Long‐Term Wheel Traffic Effects on Soil Physical Properties under Different Tillage Systems

This study determined the effects of long‐term vehicular wheel traffic on soil physical properties for a Mattapex silt loam (fine‐loamy, mixed, mesic Aquic Hapludult) under different tillage systems. The site utilized a randomized complete‐block design with four replications of continuous‐corn ( Zea mays L.) plots under no‐till and conventional till, both of which had controlled wheel traffic for 14 yr. Wheel‐traffic loads during the 14‐yr period had been confined to axle loads of <4.5 Mg. Wheel traffic generally increased bulk density and soil strength. Wheel traffic resulted in over a 50% increase in soil strength when compared with non‐wheel‐tracked areas.
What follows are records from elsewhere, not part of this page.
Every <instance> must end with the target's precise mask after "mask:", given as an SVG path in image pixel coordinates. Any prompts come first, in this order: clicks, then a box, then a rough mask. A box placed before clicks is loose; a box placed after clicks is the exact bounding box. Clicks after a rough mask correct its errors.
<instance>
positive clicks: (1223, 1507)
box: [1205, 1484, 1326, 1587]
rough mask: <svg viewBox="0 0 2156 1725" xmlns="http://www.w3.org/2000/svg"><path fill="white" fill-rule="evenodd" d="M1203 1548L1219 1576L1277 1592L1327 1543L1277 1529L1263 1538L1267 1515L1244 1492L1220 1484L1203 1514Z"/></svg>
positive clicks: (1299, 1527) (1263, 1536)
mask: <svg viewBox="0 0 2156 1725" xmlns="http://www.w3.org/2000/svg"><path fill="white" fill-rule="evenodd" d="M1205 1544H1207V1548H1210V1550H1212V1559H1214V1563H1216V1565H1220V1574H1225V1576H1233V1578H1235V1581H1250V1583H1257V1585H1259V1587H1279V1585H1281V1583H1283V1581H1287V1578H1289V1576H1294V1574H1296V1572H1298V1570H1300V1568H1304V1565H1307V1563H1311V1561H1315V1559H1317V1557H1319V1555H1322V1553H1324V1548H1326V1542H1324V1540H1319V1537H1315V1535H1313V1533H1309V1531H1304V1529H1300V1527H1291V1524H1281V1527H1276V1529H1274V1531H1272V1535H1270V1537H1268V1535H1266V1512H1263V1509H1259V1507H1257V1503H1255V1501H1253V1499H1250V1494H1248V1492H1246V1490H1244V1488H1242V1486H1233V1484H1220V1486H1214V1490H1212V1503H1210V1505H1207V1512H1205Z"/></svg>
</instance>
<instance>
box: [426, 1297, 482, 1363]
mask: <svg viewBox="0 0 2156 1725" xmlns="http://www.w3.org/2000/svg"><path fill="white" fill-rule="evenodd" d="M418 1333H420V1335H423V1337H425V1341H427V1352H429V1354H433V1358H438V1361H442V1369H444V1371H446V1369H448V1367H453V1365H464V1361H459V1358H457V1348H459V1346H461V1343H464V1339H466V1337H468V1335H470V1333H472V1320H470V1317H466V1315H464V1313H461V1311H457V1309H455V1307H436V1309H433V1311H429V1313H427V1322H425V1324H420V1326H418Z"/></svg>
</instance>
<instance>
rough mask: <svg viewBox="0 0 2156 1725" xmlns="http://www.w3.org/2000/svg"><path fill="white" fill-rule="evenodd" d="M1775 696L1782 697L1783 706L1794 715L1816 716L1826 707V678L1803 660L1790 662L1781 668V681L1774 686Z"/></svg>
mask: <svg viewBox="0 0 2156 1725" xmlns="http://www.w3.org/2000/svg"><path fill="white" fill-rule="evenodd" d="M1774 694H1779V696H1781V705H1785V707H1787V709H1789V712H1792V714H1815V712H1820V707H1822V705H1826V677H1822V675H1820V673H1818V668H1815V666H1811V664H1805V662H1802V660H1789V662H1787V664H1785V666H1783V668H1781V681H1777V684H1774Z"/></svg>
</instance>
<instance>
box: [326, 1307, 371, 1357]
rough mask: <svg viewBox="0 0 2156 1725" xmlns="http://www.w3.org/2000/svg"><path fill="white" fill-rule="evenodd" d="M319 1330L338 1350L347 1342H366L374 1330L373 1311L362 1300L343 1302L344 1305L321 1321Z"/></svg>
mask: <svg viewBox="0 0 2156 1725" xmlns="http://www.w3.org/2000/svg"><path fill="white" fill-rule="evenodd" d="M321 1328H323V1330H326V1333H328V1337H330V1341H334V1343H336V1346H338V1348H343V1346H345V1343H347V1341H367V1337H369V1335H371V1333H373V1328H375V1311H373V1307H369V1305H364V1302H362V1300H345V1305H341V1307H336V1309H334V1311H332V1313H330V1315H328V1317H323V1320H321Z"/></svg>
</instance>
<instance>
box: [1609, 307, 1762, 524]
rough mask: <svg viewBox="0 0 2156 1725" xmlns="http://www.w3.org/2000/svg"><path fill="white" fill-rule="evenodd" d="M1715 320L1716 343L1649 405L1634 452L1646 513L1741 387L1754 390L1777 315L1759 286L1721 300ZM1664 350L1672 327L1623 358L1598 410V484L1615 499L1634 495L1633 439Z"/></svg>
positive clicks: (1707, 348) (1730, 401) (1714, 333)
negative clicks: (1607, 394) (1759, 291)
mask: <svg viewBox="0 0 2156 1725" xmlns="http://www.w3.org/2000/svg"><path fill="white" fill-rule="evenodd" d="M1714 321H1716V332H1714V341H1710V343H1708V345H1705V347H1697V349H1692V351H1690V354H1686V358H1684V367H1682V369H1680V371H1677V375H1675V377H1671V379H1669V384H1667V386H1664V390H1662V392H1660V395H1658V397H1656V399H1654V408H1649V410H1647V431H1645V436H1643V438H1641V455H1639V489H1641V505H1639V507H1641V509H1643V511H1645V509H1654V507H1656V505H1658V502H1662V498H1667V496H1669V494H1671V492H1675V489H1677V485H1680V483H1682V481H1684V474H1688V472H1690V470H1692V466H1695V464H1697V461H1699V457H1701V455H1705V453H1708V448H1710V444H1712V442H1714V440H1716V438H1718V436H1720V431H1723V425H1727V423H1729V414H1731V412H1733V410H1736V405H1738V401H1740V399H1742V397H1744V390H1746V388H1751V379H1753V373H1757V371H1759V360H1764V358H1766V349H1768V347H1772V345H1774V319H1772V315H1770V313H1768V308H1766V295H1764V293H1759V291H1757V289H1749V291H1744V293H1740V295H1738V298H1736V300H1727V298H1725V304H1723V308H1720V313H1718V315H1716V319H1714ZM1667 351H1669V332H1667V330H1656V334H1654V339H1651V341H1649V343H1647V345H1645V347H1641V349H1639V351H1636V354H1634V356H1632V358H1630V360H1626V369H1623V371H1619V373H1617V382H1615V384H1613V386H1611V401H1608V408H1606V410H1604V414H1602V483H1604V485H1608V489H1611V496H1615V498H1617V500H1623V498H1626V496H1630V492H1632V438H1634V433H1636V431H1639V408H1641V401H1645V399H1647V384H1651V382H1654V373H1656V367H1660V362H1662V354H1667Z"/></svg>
The relative soil strength increase from wheel traffic was less for no‐tilled soil than conventionally tilled soil, although the mean increase (∼40 kPa) was the same for both tillage systems. Wheel‐traffic effects on bulk density and soil strength decreased with depth and were largely dissipated by the 30‐cm depth. The presence of wheel traffic in the conventionally tilled interrows significantly reduced the pore volume of pores >15 µm in the upper 17.8‐cm portion of the soil, but did not cause similar reductions in the no‐tilled interrows. Conventionally tilled soil exhibited more pore space in the 15‐ to 0.1‐µm radius range that should retain plant‐available water. Wheel traffic did not exhibit statistically significant effects for the 15‐ to 0.1‐µm range. Neither tillage system nor wheel traffic adversely changed soil physical properties so much that detrimental conditions for plant growth would be encountered. Reasonable doubt exists regarding the necessity to subsoil this soil on a regular basis to alleviate the effects of wheel traffic or continuous no‐tillage management as long as small‐scale farm equipment has been used.